Nilson said the report that has come out of the Homelessness Action Initiative puts solution builders, like human service agencies and Indigenous governments, in a position to get some of the needed work done. He suggested that the City be a major player in the effort to end homelessness, but not the only player. Ideally, he explained, the City would help bring organizations together to talk about creating and implementing solutions.

According to Nilson, the reality is that there are multiple agencies in Prince Albert that are commanding dollars for homelessness but none of them are working on solutions with each other.

“All of these partners exist in their own silo, they exist in their own funding streams, mandates, and work plans and there is nobody that really pulls them together into a single space,” he said. “I do believe for now, the City can provide that.”

Coun. Ted Zurakowski voiced his agreement with Nilson’s suggestion that the City needs to act as the glue that brings the human service agencies together.

“We as the corporation of the City need to be involved in setting the playing field, getting the experts into a conversation and getting them engaged,” said Zurakowski. “We can’t do it ourselves. This is our community and certainly we have a responsibility, but those with the funds and the expertise are not in this room.”

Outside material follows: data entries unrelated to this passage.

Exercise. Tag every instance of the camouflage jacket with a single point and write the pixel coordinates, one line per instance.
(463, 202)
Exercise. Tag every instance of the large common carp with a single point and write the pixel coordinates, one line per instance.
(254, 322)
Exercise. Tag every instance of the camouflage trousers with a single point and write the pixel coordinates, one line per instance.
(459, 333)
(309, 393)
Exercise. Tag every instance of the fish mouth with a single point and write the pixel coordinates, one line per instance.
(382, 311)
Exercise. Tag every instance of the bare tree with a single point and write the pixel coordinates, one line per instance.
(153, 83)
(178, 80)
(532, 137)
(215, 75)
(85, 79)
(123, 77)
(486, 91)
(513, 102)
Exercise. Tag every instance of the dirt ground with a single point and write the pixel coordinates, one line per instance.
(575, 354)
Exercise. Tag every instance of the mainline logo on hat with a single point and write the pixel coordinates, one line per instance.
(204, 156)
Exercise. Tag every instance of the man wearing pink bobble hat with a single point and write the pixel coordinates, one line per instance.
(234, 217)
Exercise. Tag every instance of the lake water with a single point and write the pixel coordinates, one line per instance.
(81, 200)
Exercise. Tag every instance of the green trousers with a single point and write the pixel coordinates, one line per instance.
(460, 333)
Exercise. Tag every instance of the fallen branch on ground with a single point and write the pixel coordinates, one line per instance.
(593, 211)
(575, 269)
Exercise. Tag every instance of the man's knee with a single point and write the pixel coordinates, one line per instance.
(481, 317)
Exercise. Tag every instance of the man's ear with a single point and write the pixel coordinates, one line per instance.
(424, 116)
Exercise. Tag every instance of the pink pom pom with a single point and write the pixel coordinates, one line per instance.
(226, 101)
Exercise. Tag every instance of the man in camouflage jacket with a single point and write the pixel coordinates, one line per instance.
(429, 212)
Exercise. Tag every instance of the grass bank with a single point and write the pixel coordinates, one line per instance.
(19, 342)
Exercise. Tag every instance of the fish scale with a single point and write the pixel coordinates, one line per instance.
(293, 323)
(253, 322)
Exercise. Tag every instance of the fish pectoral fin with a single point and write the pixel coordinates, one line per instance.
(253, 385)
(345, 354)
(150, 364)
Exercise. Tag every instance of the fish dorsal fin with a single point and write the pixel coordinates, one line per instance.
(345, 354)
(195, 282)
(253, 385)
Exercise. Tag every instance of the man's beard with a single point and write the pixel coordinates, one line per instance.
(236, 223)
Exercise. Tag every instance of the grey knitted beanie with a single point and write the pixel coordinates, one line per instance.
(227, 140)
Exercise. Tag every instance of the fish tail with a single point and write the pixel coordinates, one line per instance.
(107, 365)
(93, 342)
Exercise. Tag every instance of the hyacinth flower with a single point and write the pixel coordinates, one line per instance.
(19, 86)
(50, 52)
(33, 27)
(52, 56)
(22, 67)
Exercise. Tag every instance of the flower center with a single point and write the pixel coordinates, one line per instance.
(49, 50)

Nilson said that at the end of the day, the learned experience that has come out of the project – identifying the problems as a community and finding solutions as a community – can be used as a teachable moment on how to handle other issues in the City like gangs, crime, drugs, and violence.

The recommendations brought forward by Nilson were carried by City Council after a unanimous vote during Monday’s Executive Committee meeting.

In the Fall of 2021, the City of Prince Albert, supported by the Living Skies Centre for Social Inquiry, in partnership with the Prince Albert Community Advisory Board on Homelessness, launched the Homelessness Action Initiative. After representatives from the human services, homelessness, and business sectors gathered to conduct interviews and discussions with individuals facing homelessness, the stakeholders found that many contributing factors, consequences and impacts of what is perceived to be homelessness, are actually more attributable to unabated chronic risk.

“Some of the most pressing problems impacting individuals and the community include conditions of mental illness, addiction, negative behaviour, and trauma. The complexities of these conditions, mixed with poverty, unaffordable housing, barriers to support, a lack of transportation, abandonment, and social stigma, make for a very dynamic array of problems to understand and address,” Nilson wrote in his report.

Due to the severe complexity of these conditions, the Homelessness Action Initiative report found that a systematic solution process with multiple community stakeholders is required to begin to move forward.